“But they have wings, my boy, and they know how to fly,” returned Mr. Langley, looking at the lad’s puckered brow with amused indulgence.

“Well, Father,” retorted Sam, flushing under the teasing smiles that were directed at him, “I’m sure it’s not such a joke after all. Why shouldn’t people learn how to make wings and to fly?”

“Come down to earth, Samuel, and don’t get too far from the ground in your wonderings,” advised his father. “There are enough problems on the good old earth to keep you busy. Your idea has not even the merit of being new and original. The myths of Greece tell us that ‘way back in the legendary past people envied the flight of birds. But all those who have tried to do the trick have, like Icarus who went too near the sun with his marvelous wax wings, come back to earth rather too abruptly for comfort.”

As the days went by, Samuel Langley did indeed turn his attention to other questions, but the problem suggested by the bird’s flight was not forgotten. Years afterward when he had become one of the most distinguished scientists of his time he used often to say: “Knowledge begins in wonder. Set a child to wondering and you have put him on the road to understanding.”

He often liked to recall the days of his boyhood when he had first set his feet on the path that led to the great interests which made his life.

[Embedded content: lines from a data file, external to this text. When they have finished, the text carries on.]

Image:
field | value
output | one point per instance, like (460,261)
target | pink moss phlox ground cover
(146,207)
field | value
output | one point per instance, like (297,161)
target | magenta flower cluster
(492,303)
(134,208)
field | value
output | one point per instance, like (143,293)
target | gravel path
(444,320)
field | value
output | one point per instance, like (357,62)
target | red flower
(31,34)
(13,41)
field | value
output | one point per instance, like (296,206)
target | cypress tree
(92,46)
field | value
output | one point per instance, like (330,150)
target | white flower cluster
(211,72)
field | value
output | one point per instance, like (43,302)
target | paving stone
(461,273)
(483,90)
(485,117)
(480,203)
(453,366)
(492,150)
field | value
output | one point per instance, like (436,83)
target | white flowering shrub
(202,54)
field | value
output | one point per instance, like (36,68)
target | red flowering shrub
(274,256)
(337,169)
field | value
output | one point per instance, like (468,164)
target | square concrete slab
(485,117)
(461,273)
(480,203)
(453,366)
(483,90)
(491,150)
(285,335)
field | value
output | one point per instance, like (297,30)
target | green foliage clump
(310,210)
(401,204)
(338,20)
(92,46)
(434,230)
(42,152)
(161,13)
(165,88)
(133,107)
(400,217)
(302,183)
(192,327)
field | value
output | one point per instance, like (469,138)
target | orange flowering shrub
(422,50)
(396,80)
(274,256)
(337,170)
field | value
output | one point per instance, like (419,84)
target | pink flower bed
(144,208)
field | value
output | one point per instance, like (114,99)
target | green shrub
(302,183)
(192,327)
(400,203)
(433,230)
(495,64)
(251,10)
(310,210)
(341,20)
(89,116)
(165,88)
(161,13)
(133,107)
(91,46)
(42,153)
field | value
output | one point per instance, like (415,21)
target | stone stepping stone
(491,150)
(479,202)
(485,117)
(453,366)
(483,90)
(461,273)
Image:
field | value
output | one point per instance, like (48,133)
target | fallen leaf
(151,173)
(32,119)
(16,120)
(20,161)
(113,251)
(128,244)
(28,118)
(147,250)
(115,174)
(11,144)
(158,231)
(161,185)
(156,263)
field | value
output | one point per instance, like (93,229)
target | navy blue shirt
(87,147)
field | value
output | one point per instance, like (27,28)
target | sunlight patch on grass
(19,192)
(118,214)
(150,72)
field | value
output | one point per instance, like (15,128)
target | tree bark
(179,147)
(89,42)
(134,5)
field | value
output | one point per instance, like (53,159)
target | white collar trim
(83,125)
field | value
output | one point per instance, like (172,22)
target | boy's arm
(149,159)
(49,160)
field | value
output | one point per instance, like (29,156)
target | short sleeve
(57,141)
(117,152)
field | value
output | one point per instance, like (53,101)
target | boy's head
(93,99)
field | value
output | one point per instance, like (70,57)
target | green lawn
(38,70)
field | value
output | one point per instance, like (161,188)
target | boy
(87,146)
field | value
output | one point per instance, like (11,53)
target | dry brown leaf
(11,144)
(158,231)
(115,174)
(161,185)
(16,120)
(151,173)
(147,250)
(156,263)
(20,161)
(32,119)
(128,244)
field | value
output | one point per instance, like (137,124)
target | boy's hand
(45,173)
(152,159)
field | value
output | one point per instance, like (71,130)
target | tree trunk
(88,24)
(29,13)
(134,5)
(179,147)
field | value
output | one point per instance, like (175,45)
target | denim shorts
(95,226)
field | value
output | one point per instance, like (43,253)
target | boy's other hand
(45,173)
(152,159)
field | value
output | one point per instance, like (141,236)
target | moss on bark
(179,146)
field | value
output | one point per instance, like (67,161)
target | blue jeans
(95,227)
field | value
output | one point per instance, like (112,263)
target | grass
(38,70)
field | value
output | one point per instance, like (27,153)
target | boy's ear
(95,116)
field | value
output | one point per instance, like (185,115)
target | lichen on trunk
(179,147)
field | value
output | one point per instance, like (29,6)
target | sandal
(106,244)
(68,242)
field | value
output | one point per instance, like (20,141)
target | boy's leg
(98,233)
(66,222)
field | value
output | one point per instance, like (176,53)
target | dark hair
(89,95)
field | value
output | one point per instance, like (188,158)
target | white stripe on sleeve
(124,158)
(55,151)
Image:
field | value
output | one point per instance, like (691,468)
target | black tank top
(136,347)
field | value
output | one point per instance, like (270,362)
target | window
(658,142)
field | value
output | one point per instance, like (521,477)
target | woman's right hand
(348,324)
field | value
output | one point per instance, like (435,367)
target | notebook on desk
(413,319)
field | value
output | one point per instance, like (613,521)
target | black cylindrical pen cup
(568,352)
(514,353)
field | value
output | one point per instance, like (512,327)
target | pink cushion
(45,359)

“There are two incidents—little chance happenings, you might call them, if you believe in chance—” he said, “which took root and grew with the years. One was my discovery of the fascinations of my father’s telescope. I remember watching the workmen lay the stones of Bunker Hill Monument through that glass. It taught me the joy of bringing far-away things into intimate nearness. I learned that the man who knows how to use the magic glasses of science can say, ‘Far or forgot to me is near!’ ”

The great scientist smiled musingly to himself; he seemed to have slipped away from his friend and the talk of the moment. Was he back in his boyhood when he first looked at the moon’s face through his magic glass, or was he pondering over some new problem concerning sun spots which was puzzling learned astronomers the world over?

“What was the other incident you spoke of, Professor?” reminded his companion timidly, for it was not easy to get Dr. Langley to speak about himself, and the spell of this rare hour might easily be broken.

“What is it?—oh, yes,” he went on, picking up the thread, “the other epoch-making time of my young life was the lazy hour when I lay stretched out in an open field watching the flight of the hawks and gulls circling overhead. I noted that their wings were motionless except when they turned them at a different angle to meet a new current of wind. I began then dimly to suspect that the invisible ocean of the air was an unknown realm of marvelous possibilities. It may be that that idle holiday afternoon had more to do with the serious work of the after years than the plodding hours devoted to Latin grammar.”

Samuel Langley had a mind of the wondering—not the wandering—sort. Everything that he saw set him to questioning, comparing, and reasoning. When he noticed the curious way in which nature has made many creatures so like the place in which they live that they can easily hide from their enemies, he said to himself: “It is strange that the insects which live in trees are green, while those that live on the ground are brown. It must be that the ones who were not so luckily colored were quickly picked off, and that only those that can hide in this clever way are able to hold their own.” When he noticed that brightly colored flowers were not so fragrant as white ones, he said, “The sweet blossoms don’t need gay colors to attract their insect friends.” When he saw early spring vegetables growing in a hotbed, he said: “How does that loose covering keep them warm? There must be something that makes heat under there.” Years later he said, “I believe the questions that I kept putting to myself every time I went by a certain garden not far from our house marked the starting-point of my investigations into the work of the sun’s rays in heating the earth. The day came when the idea flashed upon me that the air surrounding our planet acts just like a hotbed, conserving enough warmth to make possible the conditions of life we require.”